Vitamin D deficiency in CKD

Vitamin D deficiency in chronic kidney disease is quite common with 80% of CKD patients having been found to have low levels of 25-hydroxy vitamin D (25 (OH)D) when measured in the serum. Several factors have been implicated in the cause of this deficiency including inadequate outdoor physical activity, inadequate dietary intake, genetic variations, and loss of 25(OH)D in the urine. Vitamin D deficiency has been associated with an imbalanced immune system in CKD. This link between deficiency of vitamin D and kidney disease is important because it can lead to further inflammation in CKD.


A higher body mass index is one of the strongest risk factors for CKD. In fact, the incidence of obesity-related kidney disease has increased 10-fold in recent years. Higher visceral fat is linked to increased protein in the urine (albuminuria). Visceral fat was also found to be associated with higher circulating inflammatory cytokines such as IL-6. This is because visceral fat cells produce these inflammatory cytokines.

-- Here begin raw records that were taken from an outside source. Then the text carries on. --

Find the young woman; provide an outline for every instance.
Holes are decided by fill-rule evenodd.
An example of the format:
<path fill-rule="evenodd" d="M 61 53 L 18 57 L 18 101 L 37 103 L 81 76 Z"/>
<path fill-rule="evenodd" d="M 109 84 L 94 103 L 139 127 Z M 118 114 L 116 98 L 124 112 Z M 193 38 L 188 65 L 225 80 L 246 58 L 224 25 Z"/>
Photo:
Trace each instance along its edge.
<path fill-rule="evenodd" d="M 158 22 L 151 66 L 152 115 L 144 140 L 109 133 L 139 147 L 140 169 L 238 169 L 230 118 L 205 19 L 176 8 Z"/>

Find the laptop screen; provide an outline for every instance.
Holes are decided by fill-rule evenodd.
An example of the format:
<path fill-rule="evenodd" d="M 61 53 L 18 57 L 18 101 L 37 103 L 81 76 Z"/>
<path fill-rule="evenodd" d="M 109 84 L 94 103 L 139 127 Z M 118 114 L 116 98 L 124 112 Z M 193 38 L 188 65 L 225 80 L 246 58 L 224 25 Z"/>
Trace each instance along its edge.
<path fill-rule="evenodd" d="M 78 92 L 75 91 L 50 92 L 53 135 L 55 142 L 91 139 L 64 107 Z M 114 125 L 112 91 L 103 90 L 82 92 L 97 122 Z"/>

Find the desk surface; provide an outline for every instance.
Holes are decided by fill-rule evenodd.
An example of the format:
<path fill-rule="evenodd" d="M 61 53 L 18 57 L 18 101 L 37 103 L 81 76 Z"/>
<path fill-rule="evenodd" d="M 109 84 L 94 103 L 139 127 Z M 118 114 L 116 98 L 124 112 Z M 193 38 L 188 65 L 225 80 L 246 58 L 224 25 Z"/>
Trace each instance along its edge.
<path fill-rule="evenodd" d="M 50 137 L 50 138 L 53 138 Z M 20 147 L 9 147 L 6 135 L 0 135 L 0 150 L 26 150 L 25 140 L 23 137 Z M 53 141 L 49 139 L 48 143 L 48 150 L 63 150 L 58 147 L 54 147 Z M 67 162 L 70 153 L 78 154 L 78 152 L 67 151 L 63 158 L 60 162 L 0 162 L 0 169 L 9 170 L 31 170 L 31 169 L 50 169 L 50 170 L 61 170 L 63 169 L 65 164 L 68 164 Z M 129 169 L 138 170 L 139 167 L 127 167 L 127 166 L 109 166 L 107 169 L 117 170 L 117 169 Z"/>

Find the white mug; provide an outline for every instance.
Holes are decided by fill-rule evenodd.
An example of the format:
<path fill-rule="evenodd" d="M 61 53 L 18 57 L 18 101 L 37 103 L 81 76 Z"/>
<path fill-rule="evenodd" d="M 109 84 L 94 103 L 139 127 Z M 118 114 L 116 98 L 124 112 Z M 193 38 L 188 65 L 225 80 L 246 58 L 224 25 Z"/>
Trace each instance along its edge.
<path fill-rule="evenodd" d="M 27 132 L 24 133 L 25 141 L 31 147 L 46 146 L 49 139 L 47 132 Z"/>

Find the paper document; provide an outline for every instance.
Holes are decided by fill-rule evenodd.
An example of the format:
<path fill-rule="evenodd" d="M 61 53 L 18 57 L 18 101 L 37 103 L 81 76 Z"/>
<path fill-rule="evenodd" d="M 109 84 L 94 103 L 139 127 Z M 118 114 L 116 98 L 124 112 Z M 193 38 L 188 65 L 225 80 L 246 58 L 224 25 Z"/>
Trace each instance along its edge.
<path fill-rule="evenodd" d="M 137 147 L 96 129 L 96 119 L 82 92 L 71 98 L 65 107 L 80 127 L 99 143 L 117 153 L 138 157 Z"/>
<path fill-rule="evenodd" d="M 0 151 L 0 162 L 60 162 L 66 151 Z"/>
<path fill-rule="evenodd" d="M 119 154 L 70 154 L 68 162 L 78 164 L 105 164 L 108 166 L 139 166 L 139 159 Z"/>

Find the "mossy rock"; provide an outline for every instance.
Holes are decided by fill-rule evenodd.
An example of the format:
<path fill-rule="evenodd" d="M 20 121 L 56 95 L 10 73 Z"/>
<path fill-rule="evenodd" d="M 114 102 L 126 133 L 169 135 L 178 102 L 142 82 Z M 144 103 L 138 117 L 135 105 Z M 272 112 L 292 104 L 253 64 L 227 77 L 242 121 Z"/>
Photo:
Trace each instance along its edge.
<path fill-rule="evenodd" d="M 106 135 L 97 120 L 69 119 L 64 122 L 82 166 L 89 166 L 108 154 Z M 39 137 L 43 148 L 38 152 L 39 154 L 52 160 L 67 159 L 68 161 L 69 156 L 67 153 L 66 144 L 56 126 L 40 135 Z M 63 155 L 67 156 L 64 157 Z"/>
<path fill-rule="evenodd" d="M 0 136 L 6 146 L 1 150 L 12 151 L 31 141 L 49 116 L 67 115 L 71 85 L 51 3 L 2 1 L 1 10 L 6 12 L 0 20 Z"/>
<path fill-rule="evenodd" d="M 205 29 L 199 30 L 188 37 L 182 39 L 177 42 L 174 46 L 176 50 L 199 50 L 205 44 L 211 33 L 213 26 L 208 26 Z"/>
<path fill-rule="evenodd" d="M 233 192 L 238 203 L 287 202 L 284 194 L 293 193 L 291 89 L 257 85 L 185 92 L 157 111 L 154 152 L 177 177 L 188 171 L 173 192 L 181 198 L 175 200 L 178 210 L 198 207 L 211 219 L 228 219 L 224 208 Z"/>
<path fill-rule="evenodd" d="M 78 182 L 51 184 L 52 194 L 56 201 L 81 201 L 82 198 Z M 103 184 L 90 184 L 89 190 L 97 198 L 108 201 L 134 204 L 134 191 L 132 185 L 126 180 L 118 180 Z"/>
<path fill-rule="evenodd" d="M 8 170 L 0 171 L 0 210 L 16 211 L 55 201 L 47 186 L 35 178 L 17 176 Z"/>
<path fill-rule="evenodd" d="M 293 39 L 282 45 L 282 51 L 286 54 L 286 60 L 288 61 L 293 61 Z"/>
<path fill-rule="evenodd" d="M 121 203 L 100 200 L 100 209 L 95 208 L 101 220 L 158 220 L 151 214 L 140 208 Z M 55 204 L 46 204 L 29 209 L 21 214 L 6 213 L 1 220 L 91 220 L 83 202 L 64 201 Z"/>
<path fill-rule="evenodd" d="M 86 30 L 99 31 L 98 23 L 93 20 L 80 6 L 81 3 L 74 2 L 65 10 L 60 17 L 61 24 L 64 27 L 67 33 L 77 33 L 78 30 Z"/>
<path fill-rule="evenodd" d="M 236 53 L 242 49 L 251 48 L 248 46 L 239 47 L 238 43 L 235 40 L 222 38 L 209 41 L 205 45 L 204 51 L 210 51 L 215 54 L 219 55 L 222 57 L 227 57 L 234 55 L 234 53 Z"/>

Decreased clearance of cytokines

It has been well-documented that the levels of circulating inflammatory cytokines are elevated in kidney disease. Cytokines are chemical messengers that are produced by cells of the immune system. There are inflammatory cytokines and anti-inflammatory cytokines. When inflammatory cytokines are high in the blood, it is like a burning fire in the body, damaging and irritating tissues. In addition to the increased generation of cytokines in CKD, decreased renal clearance plays a significant role in the high level of cytokines in the blood.

Symptoms of inflammation in CKD

Higher levels of inflammatory markers such as IL-1beta, IL-6, TNF-alpha, C-reactive protein (CRP), and fibrinogen were found in patients with CKD, according to the Chronic Renal Insufficiency Cohort (CRIC) study. Inflammation is associated with many problems in patients with CKD. These problems include:

  1. Faster progression of kidney disease
  2. Increased protein loss in the urine
  3. Increased risk of heart disease and death
  4. Increased itching
  5. Worsening nutrition and protein-energy wasting
  6. Depression
  7. Worsening bone-mineral disorder
  8. Worsening anemia

Healing inflammation in CKD

When thinking about the best treatment for inflammation in CKD, it is crucial to address its root cause. For example, correcting the uremic environment may include strategies to decrease animal protein intake through a plant-dominant dietand a personalized gut restoration protocol. To address vitamin D deficiency, it is always recommended to check for it and correct it in all CKD patients.

Optimizing a person’s nutritional status is fundamental in healing inflammation in CKD and improving all the outcomes mentioned above. In addition, many supplements have been found to improve inflammation in CKD. These include omega-3 fatty acids, decaffeinated green tea extract, pomegranate, soy isoflavones, fiber, and probiotics.

The bottom line on inflammation and CKD

Low-grade inflammation is a common feature of CKD. Multiple root causes can be identified as a source of inflammation in kidney patients. These include decreased clearance of cytokines, oral and intestinal dysbiosis, vitamin D deficiency, uremic toxins, metabolic acidosis, and obesity. It is crucial to address the root causes of inflammation to improve kidney and heart outcomes in these patients.